'Bheed' review: A hard-hitting portrayal of plight of migrant labourers during Covid-19

The movie gives voice to the voiceless

bheed-film

If the horrors of mass migration of migrant labourers in the first year of Covid-19 in India can be termed as one of the darkest hours in the nation's history, Bheed sheds a light on that darkness. It puts a human face to the tragedy and shakes you up from the gut in a bid to refresh your memory of what happened in those fateful days when thousands of labourers were left stranded, forced to walk down hundreds of miles back home to their villages, with no provisions for food, water or even basic sanitation. 

The story begins thirteen days after the announcement of the first lockdown, in 2021. There are migrant families with little children, women and the aged, who decide to walk back home several thousand miles to their villages in Uttar Pradesh from Delhi, in the absence of any form of transport. Why do they choose to do that? Well, "if we have to die, it's better to die in the presence of our loved ones back home. Here in the city, we have no home because there is no work and no money to pay for rent or for food," says a labourer on screen. On the way, they rest the night on railway tracks thinking that the trains wouldn't ply. The night goes by, but the day isn't forgiving. At the crack of dawn, all of them are crushed to death by a speeding train. This chilling representation right at the beginning sets the tone for the rest of the film. Shot in greyed out black and white format, the film is touching, humanising and deeply moving. 

Sinha handles the subject with sensitivity, as his script and direction give voice to the voiceless. He brings to the fore the depravity that leads a civilised society and community to transform into an impersonal, dispassionate and inhuman mass of people, which he calls Bheed (crowd). The narratives are layered - there's caste, class, social stigma and religion at play here, as people go over each other to secure the basics. The setting is placed about 1,200 kilometres from Delhi, near the Tezpur Highway where a checkpost has been placed to stop the movement of people and goods and close all borders. The in-charge of the checkpost is Suryakumar Singh Teekus (Rajkummar Rao), who must ensure that nobody escapes the nakabandhi and that everyone settles down in the dry and deserted areas around. "Apne hi desh mein border laga diye hain?" asks Trivedi (Pankaj Kapur), a security guard who's travelled miles with hundreds others from the city, to enter his village which is barely a few kilometres away. "We've been treated like dogs," he says, infuriated. 

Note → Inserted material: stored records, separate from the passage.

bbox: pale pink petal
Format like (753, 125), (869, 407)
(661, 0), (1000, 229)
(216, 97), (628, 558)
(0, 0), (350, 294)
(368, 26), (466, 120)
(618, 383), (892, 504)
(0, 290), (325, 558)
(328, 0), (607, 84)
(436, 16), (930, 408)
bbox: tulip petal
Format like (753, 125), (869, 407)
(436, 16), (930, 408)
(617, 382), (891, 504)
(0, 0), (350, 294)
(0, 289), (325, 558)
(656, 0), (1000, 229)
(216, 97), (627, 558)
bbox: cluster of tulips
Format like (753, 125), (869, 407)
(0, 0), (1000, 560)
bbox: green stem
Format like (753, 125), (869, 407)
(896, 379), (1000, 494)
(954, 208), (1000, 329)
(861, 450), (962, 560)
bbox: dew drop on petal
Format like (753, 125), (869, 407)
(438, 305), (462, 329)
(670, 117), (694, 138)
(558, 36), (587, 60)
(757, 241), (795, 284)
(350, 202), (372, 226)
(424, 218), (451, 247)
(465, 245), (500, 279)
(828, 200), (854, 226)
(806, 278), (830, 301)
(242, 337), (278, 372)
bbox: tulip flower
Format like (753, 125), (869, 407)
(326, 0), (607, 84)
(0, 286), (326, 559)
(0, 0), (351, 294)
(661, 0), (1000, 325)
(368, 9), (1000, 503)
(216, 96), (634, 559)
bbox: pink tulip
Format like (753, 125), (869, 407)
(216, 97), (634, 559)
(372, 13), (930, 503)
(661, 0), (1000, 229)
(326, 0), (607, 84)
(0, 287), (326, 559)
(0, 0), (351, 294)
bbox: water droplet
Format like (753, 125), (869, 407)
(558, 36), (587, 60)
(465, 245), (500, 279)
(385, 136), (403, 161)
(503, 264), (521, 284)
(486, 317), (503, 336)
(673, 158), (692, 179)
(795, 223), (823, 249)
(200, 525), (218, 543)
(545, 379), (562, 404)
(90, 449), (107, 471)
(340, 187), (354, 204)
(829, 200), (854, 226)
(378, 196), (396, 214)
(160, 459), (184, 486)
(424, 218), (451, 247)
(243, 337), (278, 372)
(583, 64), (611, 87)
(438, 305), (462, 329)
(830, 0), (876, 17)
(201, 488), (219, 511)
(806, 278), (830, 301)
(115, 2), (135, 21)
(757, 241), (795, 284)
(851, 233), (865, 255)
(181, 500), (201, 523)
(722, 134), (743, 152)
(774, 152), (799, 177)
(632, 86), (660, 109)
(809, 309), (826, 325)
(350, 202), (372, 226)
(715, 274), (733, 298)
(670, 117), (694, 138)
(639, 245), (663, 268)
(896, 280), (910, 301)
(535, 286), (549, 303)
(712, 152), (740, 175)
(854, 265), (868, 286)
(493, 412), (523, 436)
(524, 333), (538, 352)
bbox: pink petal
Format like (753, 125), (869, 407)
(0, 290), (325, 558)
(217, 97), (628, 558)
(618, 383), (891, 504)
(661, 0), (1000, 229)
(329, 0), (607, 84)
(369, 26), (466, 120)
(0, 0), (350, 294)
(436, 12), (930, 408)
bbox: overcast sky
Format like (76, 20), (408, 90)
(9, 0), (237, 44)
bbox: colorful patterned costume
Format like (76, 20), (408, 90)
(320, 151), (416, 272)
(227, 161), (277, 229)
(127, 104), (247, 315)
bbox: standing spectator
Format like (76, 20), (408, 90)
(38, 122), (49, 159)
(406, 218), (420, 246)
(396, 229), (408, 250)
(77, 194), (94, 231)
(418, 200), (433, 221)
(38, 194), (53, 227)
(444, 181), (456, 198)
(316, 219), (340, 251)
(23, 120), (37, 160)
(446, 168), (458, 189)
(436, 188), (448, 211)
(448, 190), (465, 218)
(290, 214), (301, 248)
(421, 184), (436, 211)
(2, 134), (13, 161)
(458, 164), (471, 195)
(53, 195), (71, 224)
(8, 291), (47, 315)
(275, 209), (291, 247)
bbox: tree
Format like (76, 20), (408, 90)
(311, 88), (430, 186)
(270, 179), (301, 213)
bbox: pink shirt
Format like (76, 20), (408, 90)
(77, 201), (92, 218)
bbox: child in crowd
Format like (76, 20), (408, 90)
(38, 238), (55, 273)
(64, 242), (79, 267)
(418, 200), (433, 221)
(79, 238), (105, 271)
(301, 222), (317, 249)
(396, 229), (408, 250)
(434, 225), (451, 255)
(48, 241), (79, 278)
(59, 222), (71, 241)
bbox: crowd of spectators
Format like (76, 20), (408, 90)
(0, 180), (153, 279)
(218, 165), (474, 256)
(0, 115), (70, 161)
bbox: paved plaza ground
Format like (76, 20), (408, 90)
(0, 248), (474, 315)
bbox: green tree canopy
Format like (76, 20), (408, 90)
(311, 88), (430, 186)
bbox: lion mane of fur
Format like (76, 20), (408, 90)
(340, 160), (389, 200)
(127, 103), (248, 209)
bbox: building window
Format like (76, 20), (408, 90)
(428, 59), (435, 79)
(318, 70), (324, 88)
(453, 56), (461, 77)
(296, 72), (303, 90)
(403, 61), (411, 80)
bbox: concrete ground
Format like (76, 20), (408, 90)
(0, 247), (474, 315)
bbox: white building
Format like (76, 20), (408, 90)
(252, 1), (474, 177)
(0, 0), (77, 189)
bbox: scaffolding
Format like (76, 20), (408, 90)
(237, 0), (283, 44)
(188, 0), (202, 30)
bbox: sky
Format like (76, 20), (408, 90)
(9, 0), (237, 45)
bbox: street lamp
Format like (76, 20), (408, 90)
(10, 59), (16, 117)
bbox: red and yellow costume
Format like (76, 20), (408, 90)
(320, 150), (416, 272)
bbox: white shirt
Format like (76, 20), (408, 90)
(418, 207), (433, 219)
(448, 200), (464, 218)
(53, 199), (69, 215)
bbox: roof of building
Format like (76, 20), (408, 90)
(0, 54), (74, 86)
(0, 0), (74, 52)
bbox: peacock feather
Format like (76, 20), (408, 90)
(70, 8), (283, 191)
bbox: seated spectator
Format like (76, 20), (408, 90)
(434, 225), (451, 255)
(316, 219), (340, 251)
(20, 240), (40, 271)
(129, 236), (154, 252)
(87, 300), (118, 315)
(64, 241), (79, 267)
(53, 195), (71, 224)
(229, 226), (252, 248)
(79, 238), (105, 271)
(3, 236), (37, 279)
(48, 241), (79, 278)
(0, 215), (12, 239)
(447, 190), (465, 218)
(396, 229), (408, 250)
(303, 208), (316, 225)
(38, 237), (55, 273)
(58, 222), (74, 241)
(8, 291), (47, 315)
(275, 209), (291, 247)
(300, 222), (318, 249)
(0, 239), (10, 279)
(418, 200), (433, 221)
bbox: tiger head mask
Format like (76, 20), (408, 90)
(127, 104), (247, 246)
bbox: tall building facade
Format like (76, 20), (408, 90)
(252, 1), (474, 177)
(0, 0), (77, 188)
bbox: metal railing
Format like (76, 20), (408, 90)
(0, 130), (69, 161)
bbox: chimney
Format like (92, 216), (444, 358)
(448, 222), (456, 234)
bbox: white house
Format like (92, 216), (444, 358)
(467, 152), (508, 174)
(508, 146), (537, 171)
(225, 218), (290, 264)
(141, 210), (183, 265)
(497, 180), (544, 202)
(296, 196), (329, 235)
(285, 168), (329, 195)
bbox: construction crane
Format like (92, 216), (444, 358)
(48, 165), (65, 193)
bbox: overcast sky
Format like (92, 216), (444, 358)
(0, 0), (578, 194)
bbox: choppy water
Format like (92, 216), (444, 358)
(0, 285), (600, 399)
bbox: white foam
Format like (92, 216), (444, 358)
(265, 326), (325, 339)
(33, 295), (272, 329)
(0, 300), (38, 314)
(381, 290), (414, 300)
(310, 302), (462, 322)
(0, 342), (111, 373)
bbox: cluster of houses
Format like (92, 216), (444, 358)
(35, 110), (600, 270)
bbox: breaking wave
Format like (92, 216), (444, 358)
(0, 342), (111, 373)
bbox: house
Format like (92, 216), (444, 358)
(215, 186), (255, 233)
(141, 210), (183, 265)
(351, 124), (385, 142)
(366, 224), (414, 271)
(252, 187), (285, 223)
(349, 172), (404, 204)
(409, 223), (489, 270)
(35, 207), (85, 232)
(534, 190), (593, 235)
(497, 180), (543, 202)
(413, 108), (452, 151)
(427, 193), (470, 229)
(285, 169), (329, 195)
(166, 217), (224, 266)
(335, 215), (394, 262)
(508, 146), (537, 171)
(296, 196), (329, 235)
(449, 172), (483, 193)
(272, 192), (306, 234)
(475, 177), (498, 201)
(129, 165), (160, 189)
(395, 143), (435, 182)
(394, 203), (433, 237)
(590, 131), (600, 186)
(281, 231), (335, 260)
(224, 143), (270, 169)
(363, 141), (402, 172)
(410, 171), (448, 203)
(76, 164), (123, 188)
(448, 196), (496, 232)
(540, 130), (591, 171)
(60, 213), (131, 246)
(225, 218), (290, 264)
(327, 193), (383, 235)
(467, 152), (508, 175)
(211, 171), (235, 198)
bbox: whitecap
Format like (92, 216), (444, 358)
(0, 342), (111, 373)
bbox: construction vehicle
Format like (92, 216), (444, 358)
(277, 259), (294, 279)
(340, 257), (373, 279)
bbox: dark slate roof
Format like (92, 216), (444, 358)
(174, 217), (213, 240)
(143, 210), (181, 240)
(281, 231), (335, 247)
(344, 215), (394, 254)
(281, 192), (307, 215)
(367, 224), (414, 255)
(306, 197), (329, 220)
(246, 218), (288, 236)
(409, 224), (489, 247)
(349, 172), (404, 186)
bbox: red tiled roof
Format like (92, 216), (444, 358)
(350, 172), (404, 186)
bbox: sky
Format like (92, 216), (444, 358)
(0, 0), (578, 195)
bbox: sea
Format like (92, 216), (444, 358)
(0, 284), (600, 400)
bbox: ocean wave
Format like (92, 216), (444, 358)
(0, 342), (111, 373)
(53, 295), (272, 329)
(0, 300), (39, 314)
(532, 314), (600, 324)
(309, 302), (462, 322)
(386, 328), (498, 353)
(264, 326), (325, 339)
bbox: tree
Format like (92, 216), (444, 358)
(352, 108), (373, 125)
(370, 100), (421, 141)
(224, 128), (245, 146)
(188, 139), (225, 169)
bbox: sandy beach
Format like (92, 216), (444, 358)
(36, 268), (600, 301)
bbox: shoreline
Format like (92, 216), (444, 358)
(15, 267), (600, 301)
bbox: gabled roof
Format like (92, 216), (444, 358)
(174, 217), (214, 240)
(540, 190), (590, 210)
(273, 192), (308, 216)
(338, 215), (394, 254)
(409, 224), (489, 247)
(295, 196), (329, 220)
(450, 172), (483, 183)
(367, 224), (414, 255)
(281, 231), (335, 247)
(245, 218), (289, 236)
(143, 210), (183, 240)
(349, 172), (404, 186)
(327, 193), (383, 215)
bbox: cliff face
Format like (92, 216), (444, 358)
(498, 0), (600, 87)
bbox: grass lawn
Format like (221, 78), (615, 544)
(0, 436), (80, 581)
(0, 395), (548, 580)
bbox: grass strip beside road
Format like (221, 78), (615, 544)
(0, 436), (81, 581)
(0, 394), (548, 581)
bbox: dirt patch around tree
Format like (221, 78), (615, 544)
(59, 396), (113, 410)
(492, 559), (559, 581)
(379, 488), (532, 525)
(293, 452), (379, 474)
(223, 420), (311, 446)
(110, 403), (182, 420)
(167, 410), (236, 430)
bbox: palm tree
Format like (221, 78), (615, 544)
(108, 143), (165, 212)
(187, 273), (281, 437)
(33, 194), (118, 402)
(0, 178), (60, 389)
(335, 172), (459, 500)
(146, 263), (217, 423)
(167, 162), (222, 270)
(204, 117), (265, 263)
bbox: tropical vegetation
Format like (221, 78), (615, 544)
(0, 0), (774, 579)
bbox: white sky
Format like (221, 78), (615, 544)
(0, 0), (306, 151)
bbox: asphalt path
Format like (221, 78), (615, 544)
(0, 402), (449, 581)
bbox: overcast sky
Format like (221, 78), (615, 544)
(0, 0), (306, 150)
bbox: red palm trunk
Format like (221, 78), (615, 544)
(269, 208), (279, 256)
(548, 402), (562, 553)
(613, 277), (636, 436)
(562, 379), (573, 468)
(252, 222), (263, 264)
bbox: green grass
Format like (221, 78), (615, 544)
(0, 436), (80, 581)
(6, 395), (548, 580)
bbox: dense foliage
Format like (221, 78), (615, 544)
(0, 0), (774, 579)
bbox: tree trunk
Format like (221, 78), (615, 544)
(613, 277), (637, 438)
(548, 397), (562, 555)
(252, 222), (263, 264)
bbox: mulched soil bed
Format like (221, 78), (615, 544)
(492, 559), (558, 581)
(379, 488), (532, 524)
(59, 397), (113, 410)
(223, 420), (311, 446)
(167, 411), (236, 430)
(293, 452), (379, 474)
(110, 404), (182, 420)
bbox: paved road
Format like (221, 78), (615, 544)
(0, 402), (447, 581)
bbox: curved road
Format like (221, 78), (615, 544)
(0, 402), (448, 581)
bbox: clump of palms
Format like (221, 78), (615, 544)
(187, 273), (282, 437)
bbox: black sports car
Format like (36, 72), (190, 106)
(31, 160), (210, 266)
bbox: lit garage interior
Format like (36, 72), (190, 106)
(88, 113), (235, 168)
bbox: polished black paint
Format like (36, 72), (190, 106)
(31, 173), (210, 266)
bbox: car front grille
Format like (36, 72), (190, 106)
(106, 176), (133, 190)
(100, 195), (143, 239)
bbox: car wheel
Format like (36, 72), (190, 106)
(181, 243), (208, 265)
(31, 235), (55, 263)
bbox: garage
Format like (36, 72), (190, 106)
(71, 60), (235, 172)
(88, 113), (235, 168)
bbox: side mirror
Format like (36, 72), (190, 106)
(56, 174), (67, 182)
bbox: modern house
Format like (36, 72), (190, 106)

Anubhav Sinha, Saumya Tiwari and Sonali Jain bring a crisply edited and tight screenplay to work with hard-hitting visuals by Soumik Mukherjee's and Atanu Mukherjee's sharp editing. Bheed keeps you engaged right from the first scene to the last - you do not want to miss anything because every character is poignant and every story within the story is compelling. Here, there's a Brahmin security guard from Mumbai pitted against a Dalit policeman manning the checkpost, an upper caste politician who looks down upon Muslim samaritans who face humiliation when they distribute food packets among stranded and starving migrants and more. 

A follow-up to Sinha's MulkArticle 15, and Faraaz, a recent Hansal Mehta film which Sinha co-produced, Bheed is as impactful as his previous works were. At the heart of the story is Surya who watches in alarm as hordes of travellers turn up at the barricaded check post. He is assisted by Ram Singh (Aditya Srivastava), and his upper-caste girlfriend Renu (Bhumi Pednekar), works as a medical officer, handling the load of Covid cases that come up. She throws a light on how girls use newspapers as sanitary pads are scarce, how people decide to break into the mall nearby to get food for the starving, and more such stories that continue to pull at our heartstrings as we watch in shock at how the whole episode turned out. The film does not comment on the way it was handled by the governments, but it does show how misinformation and rumours spread fast, far and wide on WhatsApp and Facebook in those tragic times. 

Bheed is a must-watch as it throws light on how far we have come as a society and where we are headed.